Aren’t you sick to death of getting raises just to have more money? Wouldn’t you rather increase your workload while essentially getting paid the same or less? Wouldn’t everyone? Well, here’s your chance.

First of all, rather than planning lessons or helping kids, you’ll have the opportunity to experience firsthand the sublime satisfaction of refereeing food fights. Or perhaps you’ll spend that period in one of Chancellor Klein’s luxuriously appointed student bathrooms, checking hall passes and lecturing kids you’ve never seen before on the perils of wearing hats. Maybe you'll even get to assist a secretary or a paraprofessional in filling out forms! Some teachers haven’t done these things before, but if you haven’t, believe me, there’s nothing quite like that first time.

Not only that, but after a full day’s work, you’ll spend 37.5 minutes on “small group instruction” since your classes, under this stellar contract, will still be the largest in the state. Think of all the new and exciting people you'll get to see and experience on the parkway after school. And don’t forget the inevitable extra ten minutes coming in the next contract, which will give you six full periods of teaching the largest classes in the state. What's that you say? "Oh boy!" "I can't wait!" But that's not all!

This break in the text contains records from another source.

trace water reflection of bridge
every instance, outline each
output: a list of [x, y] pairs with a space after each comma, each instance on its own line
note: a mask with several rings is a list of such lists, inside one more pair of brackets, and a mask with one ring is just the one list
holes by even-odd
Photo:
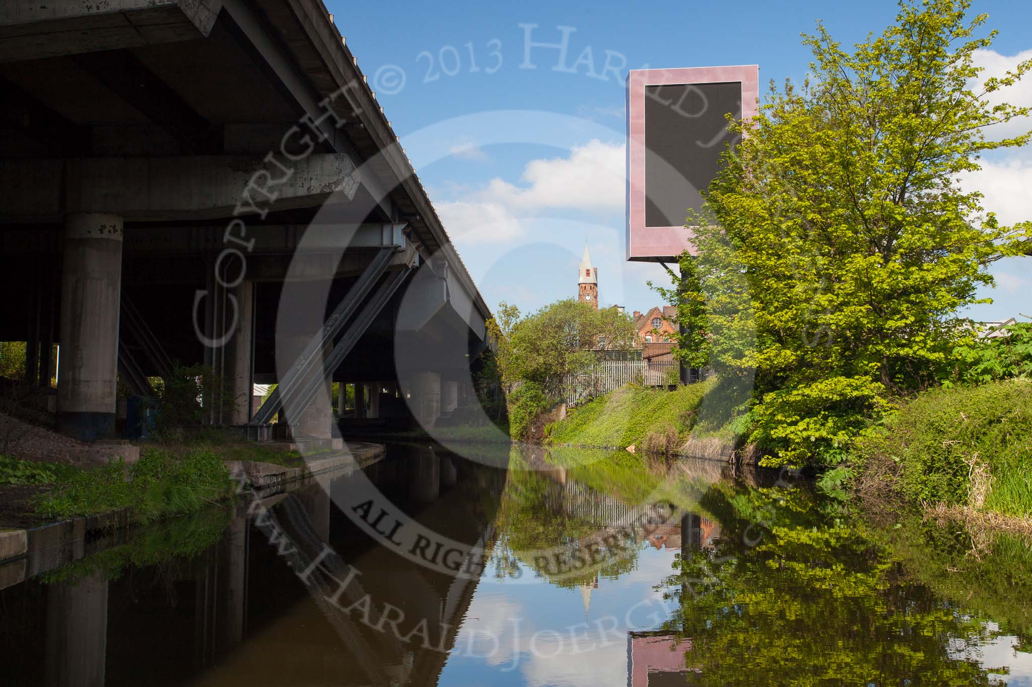
[[[366, 474], [426, 527], [467, 544], [492, 537], [504, 472], [425, 448], [404, 458]], [[0, 674], [27, 686], [436, 684], [478, 580], [427, 571], [365, 537], [330, 503], [349, 479], [266, 499], [263, 526], [243, 504], [218, 543], [192, 561], [133, 569], [114, 581], [101, 571], [74, 584], [30, 580], [0, 591], [5, 615], [25, 620], [3, 623]], [[287, 535], [285, 553], [282, 542], [269, 543], [269, 527]], [[326, 572], [345, 580], [352, 566], [361, 571], [335, 599], [329, 576], [305, 588], [296, 575], [327, 542], [336, 552], [323, 557]], [[343, 610], [366, 594], [366, 612]], [[405, 610], [401, 632], [425, 619], [425, 644], [434, 648], [419, 637], [398, 641], [387, 605]], [[380, 621], [385, 631], [369, 626]]]
[[[668, 483], [681, 480], [684, 501], [696, 502], [710, 484], [730, 479], [731, 470], [724, 462], [685, 458], [663, 465], [657, 477]], [[648, 542], [655, 548], [680, 549], [683, 546], [697, 550], [712, 547], [720, 536], [718, 522], [683, 505], [678, 507], [654, 497], [639, 504], [628, 503], [572, 479], [567, 469], [552, 468], [542, 472], [553, 480], [545, 496], [548, 509], [598, 527], [598, 531], [586, 539], [596, 540], [604, 534], [624, 531], [635, 541]]]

Instead of that wasteful Labor Day trip, you'll save big on gas by spending two perfect summer days being indoctrinated in the mysterious and arcane plans of Chancellor Klein. Get ready to sit in a hot auditorium and listen to his overpaid sycophantic flunkies tell you what a great job he's doing, and how and why you should stop screwing it up. And you'll yet enjoy another vacation day (for your students) hearing even more about much-neglected topics such as "The Art of Reading Aloud to 34 Seventeen Year Old Kids Who Don't Understand the Language You're Speaking."

Best of all, even with all these extras, you can rest secure in the knowledge you’re still the lowest paid teachers in the area. The fact is, while UFT pay edges up, our suburban colleagues get raises too, larger than ours, and without optional extras like those mentioned above. The UFT, in a particularly canny negotiating tactic, regularly underestimates the difference in pay between us. If you don’t believe me, visit a Nassau library and ask to see their teacher pay schedules, which are annually published in booklets by NYSUT.

Frankly, I can't wait till the next contract, when they give us that sixth full class we’ve all been hankering for. Like many of you, I’m bone weary of having such an effortless, cushy job, and if the UFT hadn’t proposed this contract, I was personally gonna circulate a petition demanding more work and less pay. So let’s all put our heads together and figure out what else we can sell them come October 2007.

Hmm…Tenure? Health insurance? Your firstborn?